What Lives? A meta-analysis of diverse opinions on the definition of life
(2505.15849v1)
Published 19 May 2025 in q-bio.OT, cs.AI, cs.CY, q-bio.BM, q-bio.CB, q-bio.SC, and stat.AP
Abstract: The question of "what is life?" has challenged scientists and philosophers for centuries, producing an array of definitions that reflect both the mystery of its emergence and the diversity of disciplinary perspectives brought to bear on the question. Despite significant progress in our understanding of biological systems, psychology, computation, and information theory, no single definition for life has yet achieved universal acceptance. This challenge becomes increasingly urgent as advances in synthetic biology, artificial intelligence, and astrobiology challenge our traditional conceptions of what it means to be alive. We undertook a methodological approach that leverages LLMs to analyze a set of definitions of life provided by a curated set of cross-disciplinary experts. We used a novel pairwise correlation analysis to map the definitions into distinct feature vectors, followed by agglomerative clustering, intra-cluster semantic analysis, and t-SNE projection to reveal underlying conceptual archetypes. This methodology revealed a continuous landscape of the themes relating to the definition of life, suggesting that what has historically been approached as a binary taxonomic problem should be instead conceived as differentiated perspectives within a unified conceptual latent space.
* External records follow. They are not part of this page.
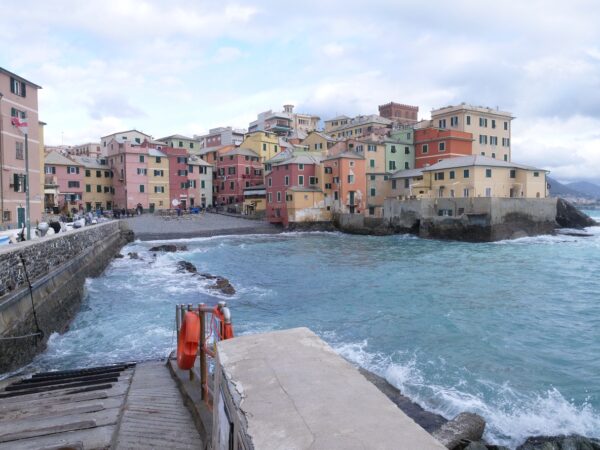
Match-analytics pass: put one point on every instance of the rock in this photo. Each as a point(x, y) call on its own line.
point(572, 442)
point(223, 285)
point(427, 420)
point(185, 266)
point(464, 427)
point(568, 216)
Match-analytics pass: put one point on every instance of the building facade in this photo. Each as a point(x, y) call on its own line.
point(400, 113)
point(491, 128)
point(19, 100)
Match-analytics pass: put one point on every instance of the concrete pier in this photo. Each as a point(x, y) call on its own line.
point(289, 389)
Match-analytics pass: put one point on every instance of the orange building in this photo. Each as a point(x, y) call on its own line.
point(432, 145)
point(345, 181)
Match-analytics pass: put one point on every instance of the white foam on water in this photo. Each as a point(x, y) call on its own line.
point(511, 417)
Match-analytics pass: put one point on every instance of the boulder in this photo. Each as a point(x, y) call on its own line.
point(572, 442)
point(185, 266)
point(464, 427)
point(568, 216)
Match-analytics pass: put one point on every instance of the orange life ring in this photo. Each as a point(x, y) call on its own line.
point(187, 343)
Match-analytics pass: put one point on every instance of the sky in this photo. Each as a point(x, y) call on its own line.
point(185, 66)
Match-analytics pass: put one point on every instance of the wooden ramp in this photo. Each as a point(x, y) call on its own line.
point(121, 406)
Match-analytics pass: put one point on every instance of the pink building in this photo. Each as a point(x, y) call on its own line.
point(19, 99)
point(67, 175)
point(295, 172)
point(237, 169)
point(129, 163)
point(178, 175)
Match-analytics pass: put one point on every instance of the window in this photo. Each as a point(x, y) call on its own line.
point(19, 150)
point(17, 87)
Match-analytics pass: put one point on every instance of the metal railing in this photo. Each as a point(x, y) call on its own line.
point(215, 325)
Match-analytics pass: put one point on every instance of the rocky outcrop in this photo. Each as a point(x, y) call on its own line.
point(221, 284)
point(168, 248)
point(464, 428)
point(568, 216)
point(572, 442)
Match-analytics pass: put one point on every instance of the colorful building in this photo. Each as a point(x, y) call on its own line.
point(432, 145)
point(159, 194)
point(19, 100)
point(97, 183)
point(400, 113)
point(491, 128)
point(285, 182)
point(237, 169)
point(472, 176)
point(200, 178)
point(67, 176)
point(345, 186)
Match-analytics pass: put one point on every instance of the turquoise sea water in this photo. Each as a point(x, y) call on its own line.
point(510, 330)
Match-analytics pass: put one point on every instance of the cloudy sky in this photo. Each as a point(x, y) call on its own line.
point(182, 66)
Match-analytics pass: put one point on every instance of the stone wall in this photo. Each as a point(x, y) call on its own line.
point(57, 267)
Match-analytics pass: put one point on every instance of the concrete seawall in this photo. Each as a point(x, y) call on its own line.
point(57, 267)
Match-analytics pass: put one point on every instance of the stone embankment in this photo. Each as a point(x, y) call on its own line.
point(49, 274)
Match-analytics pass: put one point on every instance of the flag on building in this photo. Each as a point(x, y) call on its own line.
point(21, 124)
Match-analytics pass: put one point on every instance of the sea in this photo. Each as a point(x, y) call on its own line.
point(509, 330)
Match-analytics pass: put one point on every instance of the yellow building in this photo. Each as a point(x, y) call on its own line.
point(263, 143)
point(471, 176)
point(97, 183)
point(158, 180)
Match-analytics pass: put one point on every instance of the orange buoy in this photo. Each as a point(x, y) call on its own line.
point(187, 343)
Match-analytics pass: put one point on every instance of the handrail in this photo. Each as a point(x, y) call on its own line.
point(215, 323)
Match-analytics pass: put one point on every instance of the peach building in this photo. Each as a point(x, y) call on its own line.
point(19, 99)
We offer a new methodological bridge between reductionist and holistic approaches to fundamental questions in science and philosophy, demonstrating how computational semantic analysis can reveal conceptual patterns across disciplinary boundaries, and opening similar pathways for addressing other contested definitional territories across the sciences.
Summary
The paper introduces a novel computational methodology using LLMs to quantify semantic relationships in 68 expert definitions of life.
It employs pairwise correlation, hierarchical clustering, and t-SNE to reveal a continuous semantic landscape organized into eight distinct clusters.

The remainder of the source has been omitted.